In [2]:
## Import functions

import numpy as np  
import pandas as pd
np.set_printoptions(suppress=True) # Supress scientific notation when printing
import matplotlib.pyplot as plt
plt.rcParams['figure.figsize'] = [10, 5]
import seaborn as sns
from scipy.ndimage import gaussian_filter1d
import re # Regular expressions
import networkx as nx # Package for graph represenations 
from datetime import datetime, time 
import pygraphviz as gv


In [30]:
# def import_file(rat_filename, file_path = '../data/raw/', path2data = '../data/')
# """
#  Reads Rat HexMaze behavioural data from experiment logs.
#  Performs basic cleaning and sanity checks.
#  Re-organises in a pandas-friendly format, and returns pandas dataframe.
#  Import logs are also generated and saved at path2results path.
 
#  Parameters
#  ----------
#  arg1 : str
#      Filename of txt data with experimental logs for single rat
#  arg2 : str, optional
#      Path to where rat_filename is stored
#  arg3 : str, optional
#      Path to directory where import logs and re-organized csv should be saved

# Returns
# -------
# pandas dataframe with clean data

# """

## Set file names and paths
# Raw data directory
path2data = '../data/'
# Results directory
path2results = '../results/'
# Raw data file
rat_filename = '20210629_Rat5.txt'
# I usually have a directory for each project, with subfolders at least for
# for data (data), scripts (src), plots and other results (results), hence the paths specified below


# Set name for data import log file
today = datetime.now()
log_filename = 'import_log_' + today.strftime("%Y%m%d") + '.txt'
# Create/Overwrite log file (A new logfile will be created each day
# the script is run)   
with open(path2results + log_filename, 'w') as log_f:
    log_f.write('Import date: ' + today.strftime("%d-%m-%y") + '\n')
    log_f.write(list_all[0])

# Extract exp. date and Rat Id from file name (format: YYYYMMDD_RatX.txt)
filename_info = rat_filename.split('_')
exp_date = pd.to_datetime(filename_info[0]).date()
rat_id = filename_info[1].split('.')[0]

info_msg = 'Data from ' + rat_id + ' on ' + exp_date.strftime('%Y-%m-%d') + ' ('+ rat_filename + ')'
print('Loading ' + info_msg + ':')


# Open logfile again to start appending import logs
log_f = open(path2results + log_filename, 'a')
log_f.write('\n\n=========================================================================\n')
log_f.write(info_msg)
log_f.write('\n=========================================================================\n')

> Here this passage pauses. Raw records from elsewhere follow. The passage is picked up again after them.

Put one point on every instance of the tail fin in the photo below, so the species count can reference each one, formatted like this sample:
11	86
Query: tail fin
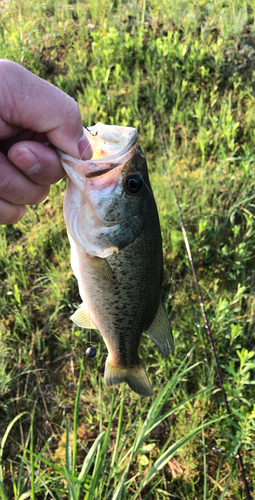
135	377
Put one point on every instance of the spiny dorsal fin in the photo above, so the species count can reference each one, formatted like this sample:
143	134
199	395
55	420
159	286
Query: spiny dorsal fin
160	332
135	376
82	318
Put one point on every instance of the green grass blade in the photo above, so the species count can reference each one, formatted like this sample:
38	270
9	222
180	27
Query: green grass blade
227	483
5	436
87	464
76	416
205	469
168	454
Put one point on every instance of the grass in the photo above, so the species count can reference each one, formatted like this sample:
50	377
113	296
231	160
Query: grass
192	63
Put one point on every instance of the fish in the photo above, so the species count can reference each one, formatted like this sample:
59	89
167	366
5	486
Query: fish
116	251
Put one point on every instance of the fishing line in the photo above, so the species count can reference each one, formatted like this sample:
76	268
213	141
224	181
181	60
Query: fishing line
206	325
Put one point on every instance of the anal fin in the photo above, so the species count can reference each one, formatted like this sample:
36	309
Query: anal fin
82	318
160	332
135	376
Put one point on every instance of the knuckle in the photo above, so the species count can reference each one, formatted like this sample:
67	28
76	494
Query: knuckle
5	182
44	191
11	214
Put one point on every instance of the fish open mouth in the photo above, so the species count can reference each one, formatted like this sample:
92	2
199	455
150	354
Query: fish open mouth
112	146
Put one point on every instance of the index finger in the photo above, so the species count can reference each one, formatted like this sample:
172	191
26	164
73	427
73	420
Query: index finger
28	102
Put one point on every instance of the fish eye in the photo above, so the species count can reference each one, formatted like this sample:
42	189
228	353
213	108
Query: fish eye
133	183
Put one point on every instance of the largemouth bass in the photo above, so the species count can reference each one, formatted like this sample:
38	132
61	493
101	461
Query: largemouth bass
116	251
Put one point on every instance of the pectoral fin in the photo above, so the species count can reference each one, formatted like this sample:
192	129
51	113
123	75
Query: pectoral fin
160	332
81	318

# Extract fileinfo to list_all
with open(path2data + rat_filename, 'r') as f:
    # Load all lines from file
    list_all = [x for k,x in enumerate(f.readlines())]
        
# Locate trial line boundaries and first trial line
list_tr_bb = [n for n, x in enumerate(list_all) if re.match(r'^Summary Trial', x)]
trial_headers = [x for n, x in enumerate(list_all) if re.match(r'^Summary Trial', x)]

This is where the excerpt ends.